Whether you’ve always aspired to be a photographer or you received your first camera as a gift, learning the trade can be extremely frustrating. If you don’t enroll in photography classes or jump in with both feet determined to fully understand your camera, there’s a good chance you won’t find the passion for photography. In my opinion, it is imperative that any person seriously interested in operating a camera take photography lessons. Online videos can be great, and work fantastically for some people. Other people require in-person and hands-on instruction with further explanation. For these people, I offer group and individual photography classes in Spokane on a monthly basis.
With today’s technology, cameras are becoming increasingly sophisticated. You can set the machine on Auto mode and come away with some downright beautiful photos. Other times you fire away with fingers crossed that a handful will turn out. It’s hard to predict when the camera will deliver sharp and crisp photos…especially when the moment really counts!
The purpose of my group photography workshops is for you to make all of the decisions when taking a photo, not the camera. When the camera makes the decisions it doesn’t know if your subject is moving quickly or where you want it to focus. The biggest complaint I hear from my students is that the photos are blurry when shooting indoors. What’s happening is that the camera is reading the available light and slows down the shutter speed to bring more light onto the sensor. Which results in a blurry moving-subject or the entire photo is blurry if you’re not using a tripod. When you’re in control and choosing the functions, you will know to select a faster shutter speed to freeze the moving subject.
When you come into the studio for photography classes I explain the required basics to understand your camera’s functions. To start it off, we thoroughly discuss the three components that are used to expose a photo properly: aperture, shutter speed and ISO. Once we have a mental understanding of how they work with the meter, we practice and experiment inside the studio with our cameras.
The great thing about in-person camera lessons, is I get to look over your shoulder when you have questions. Taking an extra minute or two to make sure you are grasping the concept before we move on is super beneficial.
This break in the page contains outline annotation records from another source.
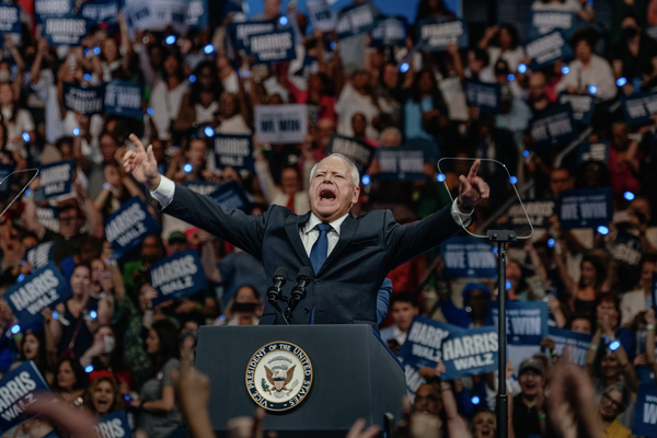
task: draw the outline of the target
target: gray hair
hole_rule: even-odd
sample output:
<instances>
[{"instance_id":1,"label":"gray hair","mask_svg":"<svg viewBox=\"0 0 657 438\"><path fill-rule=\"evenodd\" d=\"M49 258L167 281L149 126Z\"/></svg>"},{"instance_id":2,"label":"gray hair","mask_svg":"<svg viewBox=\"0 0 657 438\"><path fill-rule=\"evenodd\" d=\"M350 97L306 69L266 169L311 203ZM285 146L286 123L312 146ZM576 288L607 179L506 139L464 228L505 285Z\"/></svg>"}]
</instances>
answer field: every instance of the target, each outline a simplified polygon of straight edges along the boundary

Once we cover the basic functions of operating your camera, we talk a bit about creative elements. We are drawn to photography for its art. Once you learn how to operate the camera, getting in tune with your creative side will enhance your photos.
I’ve learned over the years that having at least a week in between photography classes is crucial. It allows you to practice the exercises I send with you and to come up with more questions.
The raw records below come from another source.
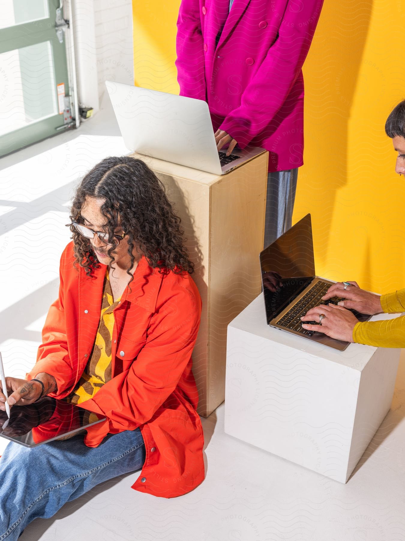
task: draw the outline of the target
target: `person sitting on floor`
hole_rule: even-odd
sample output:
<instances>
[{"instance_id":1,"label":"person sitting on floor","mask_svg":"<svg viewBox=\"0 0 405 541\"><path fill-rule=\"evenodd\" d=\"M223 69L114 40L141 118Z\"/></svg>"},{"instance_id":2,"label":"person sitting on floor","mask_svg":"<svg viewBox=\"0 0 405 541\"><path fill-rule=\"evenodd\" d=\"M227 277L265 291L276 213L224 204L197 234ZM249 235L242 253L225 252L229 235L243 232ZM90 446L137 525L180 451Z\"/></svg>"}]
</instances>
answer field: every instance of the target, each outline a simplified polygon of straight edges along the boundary
<instances>
[{"instance_id":1,"label":"person sitting on floor","mask_svg":"<svg viewBox=\"0 0 405 541\"><path fill-rule=\"evenodd\" d=\"M6 378L12 408L45 395L106 420L87 433L0 459L0 537L99 483L140 469L132 488L172 498L204 479L191 354L201 298L180 219L141 160L108 157L77 188L59 296L26 379ZM4 410L0 393L0 409ZM2 539L5 538L2 537Z\"/></svg>"}]
</instances>

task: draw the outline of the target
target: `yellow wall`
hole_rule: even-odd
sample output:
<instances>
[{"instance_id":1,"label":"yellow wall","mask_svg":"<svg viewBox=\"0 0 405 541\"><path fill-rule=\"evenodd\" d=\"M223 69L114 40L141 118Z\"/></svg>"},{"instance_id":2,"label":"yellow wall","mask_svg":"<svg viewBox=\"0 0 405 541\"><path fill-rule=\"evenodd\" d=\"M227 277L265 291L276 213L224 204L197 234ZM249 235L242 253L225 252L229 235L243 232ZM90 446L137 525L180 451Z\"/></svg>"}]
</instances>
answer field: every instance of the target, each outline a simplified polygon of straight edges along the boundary
<instances>
[{"instance_id":1,"label":"yellow wall","mask_svg":"<svg viewBox=\"0 0 405 541\"><path fill-rule=\"evenodd\" d=\"M135 84L178 94L180 0L134 2ZM325 0L304 66L304 166L293 222L312 216L316 270L387 292L405 287L405 181L384 132L405 97L402 0Z\"/></svg>"}]
</instances>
At the second session we go over your homework exercise results, frustrations you experienced and any questions that came up. Receiving critiques and suggestions is an important piece to improving photography skills.
Stepping outside in downtown Spokane is the next step in our group photography workshops. If we have multiple lenses, or zoom lenses, this is where we learn how they work! Each lens has a sweet spot and affects depth-of-field in a different way. Having the space outdoors allows us to back up and zoom in. Shooting outdoors also allows us to read natural light and learn to work with shadows.
When you leave one of my beginner’s photography workshops, I want you confidently shooting in Manual mode, and I don’t want you going back to Auto. As with any other learned skill, continued practice is imperative. The old saying “If you don’t use it, you lose it” totally applies here. Fully understanding the aperture alone can be difficult. If you learn it with me, then walk away and don’t use it…you’ll lose it.
Let’s stop getting frustrated with our cameras and missing out on opportunities. Let’s begin investing in ourselves and nurturing our creative souls!!